Replies to comments
So you've raised a couple more questions in comments. I'll add the answers here for clarity and completeness.
First up: does the channel buffer in my example limit the number of routines? The short answer is no. Earlier on, I included an example of the processURLs function with channels buffered to a size of 10. The being made here is that connecting to, and checking the certs will take longer than pushing the result on the channel, and the routine consuming said channel data will do so faster than the requests themselves (otherwise, using routines in the way you are doing doesn't make all that much sense). In my example, I'm checking all URL's in a single routine. I didn't explicitly say otherwise, but in reality, each URL would be checked in its own routine. I'll rewrite the processURLs function here, this time adding the "1 routine per URL" bit. In doing so, I'll also give an example of when you should pass an argument to an anonymous function:
func processURLs(ctx context.Context, uCh <-chan string, timeout time.Duration, verifySSL bool) (<-chan JSONSuccess, <-chan JSONErr) {
sCh, eCh := make(chan JSONSuccess, 10), make(chan JSONErr) // make channels with some buffer
wg := sync.WaitGroup{} // create a waitgroup
go func() {
defer func() {
wg.Wait() // now add the waitgroup so as to not close the channels too soon
// cleanup when this routine exists
close(sCh)
close(eCh)
}()
// read the URL's. This loop will break once the channel is both empty and closed
for URL := range uCh {
wg.Add(1) // we're adding a new routine
// start the routine for this particular URL
go func(URL string) { // takes the current value as an argument
defer wg.Done() // decrease waitgroup
select {
case <-ctx.Done():
return // the context was cancelled, indicating we're shutting down
default:
// we have a URL, check it
resp, err := checkHTTPSCert(context.WithTimeout(ctx, timeout), URL, verifySSL)

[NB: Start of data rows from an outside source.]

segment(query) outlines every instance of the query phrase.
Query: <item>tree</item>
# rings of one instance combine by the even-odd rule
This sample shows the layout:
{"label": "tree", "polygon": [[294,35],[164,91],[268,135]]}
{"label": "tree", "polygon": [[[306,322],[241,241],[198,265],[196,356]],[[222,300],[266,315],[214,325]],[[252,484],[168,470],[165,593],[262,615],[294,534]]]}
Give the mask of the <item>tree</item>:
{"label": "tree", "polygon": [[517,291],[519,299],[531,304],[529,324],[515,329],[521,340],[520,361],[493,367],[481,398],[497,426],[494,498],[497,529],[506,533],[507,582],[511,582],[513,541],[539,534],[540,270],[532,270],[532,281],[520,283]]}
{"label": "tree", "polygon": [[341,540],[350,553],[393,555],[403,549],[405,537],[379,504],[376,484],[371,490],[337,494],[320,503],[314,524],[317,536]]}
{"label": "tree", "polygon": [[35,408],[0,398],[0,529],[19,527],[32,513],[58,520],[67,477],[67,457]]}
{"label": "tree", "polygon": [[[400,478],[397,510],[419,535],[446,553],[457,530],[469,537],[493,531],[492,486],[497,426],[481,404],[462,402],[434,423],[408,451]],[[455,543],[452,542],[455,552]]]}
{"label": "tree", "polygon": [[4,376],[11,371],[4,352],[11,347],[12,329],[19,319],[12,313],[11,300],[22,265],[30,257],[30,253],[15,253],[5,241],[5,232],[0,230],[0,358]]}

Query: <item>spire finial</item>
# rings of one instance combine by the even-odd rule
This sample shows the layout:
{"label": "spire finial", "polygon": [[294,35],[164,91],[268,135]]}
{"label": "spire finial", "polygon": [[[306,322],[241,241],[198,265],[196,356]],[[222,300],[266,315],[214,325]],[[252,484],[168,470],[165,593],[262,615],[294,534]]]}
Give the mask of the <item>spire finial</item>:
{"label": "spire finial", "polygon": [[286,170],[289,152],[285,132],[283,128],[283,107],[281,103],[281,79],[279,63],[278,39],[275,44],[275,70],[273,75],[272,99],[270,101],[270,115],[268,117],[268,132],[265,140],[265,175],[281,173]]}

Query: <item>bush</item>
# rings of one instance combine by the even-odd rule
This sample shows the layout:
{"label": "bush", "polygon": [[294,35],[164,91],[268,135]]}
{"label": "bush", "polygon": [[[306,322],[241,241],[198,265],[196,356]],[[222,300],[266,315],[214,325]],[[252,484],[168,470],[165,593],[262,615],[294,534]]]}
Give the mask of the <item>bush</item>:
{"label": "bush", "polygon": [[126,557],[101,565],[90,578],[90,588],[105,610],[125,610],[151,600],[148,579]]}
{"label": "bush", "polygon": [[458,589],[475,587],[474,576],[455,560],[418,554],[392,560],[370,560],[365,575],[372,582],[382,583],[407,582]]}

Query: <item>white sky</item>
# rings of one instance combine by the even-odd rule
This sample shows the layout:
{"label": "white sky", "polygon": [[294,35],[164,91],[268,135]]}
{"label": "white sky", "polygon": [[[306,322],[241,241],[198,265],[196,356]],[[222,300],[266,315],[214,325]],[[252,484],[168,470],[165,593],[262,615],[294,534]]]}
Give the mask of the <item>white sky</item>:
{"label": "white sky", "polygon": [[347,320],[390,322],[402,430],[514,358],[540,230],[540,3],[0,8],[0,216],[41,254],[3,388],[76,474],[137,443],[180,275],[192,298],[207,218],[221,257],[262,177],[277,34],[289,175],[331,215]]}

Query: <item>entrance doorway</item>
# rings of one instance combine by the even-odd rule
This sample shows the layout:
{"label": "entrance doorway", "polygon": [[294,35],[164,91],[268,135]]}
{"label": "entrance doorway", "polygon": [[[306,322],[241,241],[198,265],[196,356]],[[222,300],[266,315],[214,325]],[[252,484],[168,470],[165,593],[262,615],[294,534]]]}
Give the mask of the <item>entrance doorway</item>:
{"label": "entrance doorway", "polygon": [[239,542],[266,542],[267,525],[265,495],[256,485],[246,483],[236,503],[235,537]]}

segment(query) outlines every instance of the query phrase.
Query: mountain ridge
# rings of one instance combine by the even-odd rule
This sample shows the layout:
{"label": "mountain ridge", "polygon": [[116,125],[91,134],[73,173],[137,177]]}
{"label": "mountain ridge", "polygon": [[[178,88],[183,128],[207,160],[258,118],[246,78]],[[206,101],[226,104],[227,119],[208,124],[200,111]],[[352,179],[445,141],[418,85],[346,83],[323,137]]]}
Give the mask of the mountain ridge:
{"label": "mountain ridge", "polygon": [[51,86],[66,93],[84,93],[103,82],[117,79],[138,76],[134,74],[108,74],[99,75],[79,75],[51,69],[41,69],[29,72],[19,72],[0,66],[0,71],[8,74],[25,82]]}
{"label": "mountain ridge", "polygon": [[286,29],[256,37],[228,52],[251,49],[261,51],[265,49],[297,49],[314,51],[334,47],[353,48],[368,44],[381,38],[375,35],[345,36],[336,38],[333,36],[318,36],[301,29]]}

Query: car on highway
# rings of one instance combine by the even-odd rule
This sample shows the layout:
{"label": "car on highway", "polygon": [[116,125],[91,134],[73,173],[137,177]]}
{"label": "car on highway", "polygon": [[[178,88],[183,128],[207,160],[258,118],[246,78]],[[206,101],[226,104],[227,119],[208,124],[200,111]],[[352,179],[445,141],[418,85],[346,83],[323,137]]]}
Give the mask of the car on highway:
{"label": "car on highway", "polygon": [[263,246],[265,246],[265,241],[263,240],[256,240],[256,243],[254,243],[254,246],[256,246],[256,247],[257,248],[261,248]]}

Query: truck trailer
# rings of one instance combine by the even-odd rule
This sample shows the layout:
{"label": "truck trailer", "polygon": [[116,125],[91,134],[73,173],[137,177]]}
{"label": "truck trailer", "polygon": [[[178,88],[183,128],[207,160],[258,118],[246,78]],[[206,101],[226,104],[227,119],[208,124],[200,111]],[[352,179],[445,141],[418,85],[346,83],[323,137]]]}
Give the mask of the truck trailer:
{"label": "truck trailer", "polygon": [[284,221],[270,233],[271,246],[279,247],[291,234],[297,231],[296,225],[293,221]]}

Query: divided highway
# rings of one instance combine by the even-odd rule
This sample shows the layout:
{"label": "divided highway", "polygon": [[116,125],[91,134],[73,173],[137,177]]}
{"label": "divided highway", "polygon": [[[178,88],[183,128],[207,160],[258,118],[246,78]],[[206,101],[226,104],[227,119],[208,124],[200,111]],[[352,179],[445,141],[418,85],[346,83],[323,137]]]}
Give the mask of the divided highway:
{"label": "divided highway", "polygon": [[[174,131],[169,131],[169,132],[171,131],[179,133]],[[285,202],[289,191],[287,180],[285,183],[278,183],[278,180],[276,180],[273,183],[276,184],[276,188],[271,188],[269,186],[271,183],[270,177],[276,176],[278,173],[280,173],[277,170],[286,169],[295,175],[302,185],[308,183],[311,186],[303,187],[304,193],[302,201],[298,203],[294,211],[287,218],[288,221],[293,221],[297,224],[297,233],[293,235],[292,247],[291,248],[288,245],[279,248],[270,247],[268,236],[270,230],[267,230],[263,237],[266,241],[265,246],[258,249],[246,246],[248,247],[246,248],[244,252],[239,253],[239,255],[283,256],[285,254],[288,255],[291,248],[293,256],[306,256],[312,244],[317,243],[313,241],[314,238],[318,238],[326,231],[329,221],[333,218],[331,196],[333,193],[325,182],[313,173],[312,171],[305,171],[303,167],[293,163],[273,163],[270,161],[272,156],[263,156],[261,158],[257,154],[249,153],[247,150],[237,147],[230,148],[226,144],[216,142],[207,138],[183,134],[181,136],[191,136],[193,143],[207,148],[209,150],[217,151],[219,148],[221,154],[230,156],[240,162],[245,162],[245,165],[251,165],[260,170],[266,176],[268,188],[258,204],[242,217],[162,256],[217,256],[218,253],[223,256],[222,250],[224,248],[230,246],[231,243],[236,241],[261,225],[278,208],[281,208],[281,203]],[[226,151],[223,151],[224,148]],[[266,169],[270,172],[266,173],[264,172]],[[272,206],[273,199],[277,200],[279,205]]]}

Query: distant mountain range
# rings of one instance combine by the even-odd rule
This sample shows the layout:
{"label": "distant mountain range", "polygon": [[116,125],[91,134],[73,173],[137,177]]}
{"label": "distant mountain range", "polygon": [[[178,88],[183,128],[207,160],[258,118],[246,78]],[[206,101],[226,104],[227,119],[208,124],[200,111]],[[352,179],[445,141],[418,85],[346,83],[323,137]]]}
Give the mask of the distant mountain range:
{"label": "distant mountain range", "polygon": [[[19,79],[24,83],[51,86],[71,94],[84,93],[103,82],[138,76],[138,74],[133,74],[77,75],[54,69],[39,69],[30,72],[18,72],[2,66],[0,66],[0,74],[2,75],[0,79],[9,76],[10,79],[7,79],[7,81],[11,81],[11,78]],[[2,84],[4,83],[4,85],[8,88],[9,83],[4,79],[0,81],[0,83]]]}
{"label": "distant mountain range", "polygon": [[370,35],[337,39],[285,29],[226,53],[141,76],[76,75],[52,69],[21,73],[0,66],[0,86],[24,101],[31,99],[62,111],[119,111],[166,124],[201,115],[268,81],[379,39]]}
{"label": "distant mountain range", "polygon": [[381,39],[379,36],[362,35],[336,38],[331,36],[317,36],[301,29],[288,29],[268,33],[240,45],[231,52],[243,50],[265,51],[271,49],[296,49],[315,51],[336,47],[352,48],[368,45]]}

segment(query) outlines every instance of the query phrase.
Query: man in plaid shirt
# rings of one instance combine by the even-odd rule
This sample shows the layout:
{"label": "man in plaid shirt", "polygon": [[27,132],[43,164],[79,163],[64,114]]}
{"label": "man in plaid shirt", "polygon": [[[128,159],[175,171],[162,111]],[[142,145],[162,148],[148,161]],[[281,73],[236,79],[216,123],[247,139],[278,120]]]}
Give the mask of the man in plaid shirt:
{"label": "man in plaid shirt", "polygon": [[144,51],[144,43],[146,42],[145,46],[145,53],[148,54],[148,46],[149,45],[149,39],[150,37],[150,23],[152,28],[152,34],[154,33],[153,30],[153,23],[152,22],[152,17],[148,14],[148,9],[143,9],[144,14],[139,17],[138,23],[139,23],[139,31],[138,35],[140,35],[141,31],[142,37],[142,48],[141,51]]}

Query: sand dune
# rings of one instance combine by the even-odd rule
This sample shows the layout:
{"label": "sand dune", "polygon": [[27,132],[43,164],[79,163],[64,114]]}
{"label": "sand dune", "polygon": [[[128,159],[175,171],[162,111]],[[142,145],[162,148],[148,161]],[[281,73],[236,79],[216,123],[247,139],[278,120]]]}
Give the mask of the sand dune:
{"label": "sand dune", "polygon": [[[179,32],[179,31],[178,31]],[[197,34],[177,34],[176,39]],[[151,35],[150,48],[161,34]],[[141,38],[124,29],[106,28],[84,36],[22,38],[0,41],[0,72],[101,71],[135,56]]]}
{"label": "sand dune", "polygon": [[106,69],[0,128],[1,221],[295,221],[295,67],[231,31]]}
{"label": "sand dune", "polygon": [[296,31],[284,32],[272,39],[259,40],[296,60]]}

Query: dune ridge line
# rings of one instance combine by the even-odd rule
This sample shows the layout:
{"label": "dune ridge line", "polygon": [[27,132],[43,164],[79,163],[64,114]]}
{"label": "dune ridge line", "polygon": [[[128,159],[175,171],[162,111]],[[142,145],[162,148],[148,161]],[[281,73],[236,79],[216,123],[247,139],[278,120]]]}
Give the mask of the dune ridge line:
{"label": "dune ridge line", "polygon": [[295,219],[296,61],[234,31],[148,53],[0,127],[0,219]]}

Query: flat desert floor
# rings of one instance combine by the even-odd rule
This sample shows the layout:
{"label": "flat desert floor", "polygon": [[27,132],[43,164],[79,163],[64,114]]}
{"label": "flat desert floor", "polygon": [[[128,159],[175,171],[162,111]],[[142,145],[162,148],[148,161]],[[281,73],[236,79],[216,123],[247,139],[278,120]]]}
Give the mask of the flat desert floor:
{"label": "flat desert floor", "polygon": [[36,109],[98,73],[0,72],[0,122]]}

// depending on the result, write to the appropriate channel
if err != nil {
eCh <- err
} else {
sCh <- resp
}
}
}
}(URL) // pass in URL value
}()
return sCh, eCh // return channels right away
}
So we've added a waitgroup. Not to have this function wait for all the work to be done, but more because we need to make sure that we don't close the channels before all routines have returned (avoiding writes to a closed channel).
You can also see that the URL variable is passed in as an argument to our inner routine. If we didn't do this, the routine would just reference the outer URL variable, which could get reassigned before the routine gets created/executed. We need to provide the inner routine with the specific value for URL we want to use. If we didn't do this, we could end up in situations that -in pseudo code- boil down to something like this:
v := <-ch
go func() { fmt.Println(v) }()
v = <-ch // update v
<start the previously scheduled routine, which will now print out the new value of v
By masking the outer variable (URL or in the pseudo-code v), each routine has its own variable masking the outer one, set to the specific value at the point the routine was declared:
v := <-ch
go func(v1 any) { fmt.Println(v1) }(v)
v = <-ch // update v
go func(v2 any) { fmt.Println(v2) }(v)
Now we'll get the expected output. It's still possible to get the output of v2 first, and then v1, but both will be printed regardless.
Other, more niche, situations where you may want to pass in variables to pass in variables as arguments is when you're masking imports. 99% of times, this is the result of unfortunate package/variable naming, but it can sometimes be used as a safeguard, preventing you from making certain calls in the wrong place. This can be used in very rare (agian: 99% of the times, this is code smell), highly concurrent bits of code:
package foo
import (
// a bunch of packages|
"my.complex.mod/concurrent/niche"
"my.complex.mod/concurrent/danger"
)
Say the niche and danger packages should only be called in very, very special situations, in particular our danger module could contain some CGO stuff, or make use of reflection and unsafe stuff. We need to provide it with some values to work on, but we have to ensure that this only happens in one place in the code. We can protect ourselves from accidentally using these packages in the wrong place like this:
func DoStuff(niche args.Niche, danger args.Danger) {
// this function can't call function on niche and danger imports, because the variables mask the package name
// niche.SomeFuncFromPackage will look for a method on args.Niche. Same for danger.Foo()
// these variable names mask the import, but...
// some code
// we have determined we need the niche/danger packages:
ch := make(chan args.DangerRet) // unbuffered
defer close(ch)
go func(narg args.Niche, darg args.Danger) {
nRet := niche.ProcessArgs(nargs)
ch <- danger.DoStuff(darg, nRet) // call danger package and push to channel
}(niche, danger)
return <- ch // wait for routine and return
}
Situations like these are extremely rare, but sometimes you want to make sure some object isn't being used, not even read access, in any other routine (of course, you'd have to implement a bunch of other code for that), so you can then use it in a very specific way that goes beyond the normal framework the go runtime provides for safe, concurrent code. I am still using a fairly simple setup, because the point here is not the use of a go routine. I'm leveraging the routine mostly to ensure that I'm doing everything in as contained a way as possible. The overall function is still blocking, because I am using an unbuffered channel, so the routine and the return statement sync up. You could just use an anonymous function here, but considering that this is, as I said repeatedly, a very rare thing to do, chances are you'll still use a routine that will first do everything it needs to do to ensure the values you're about to operate on are not being used anywhere else, etc...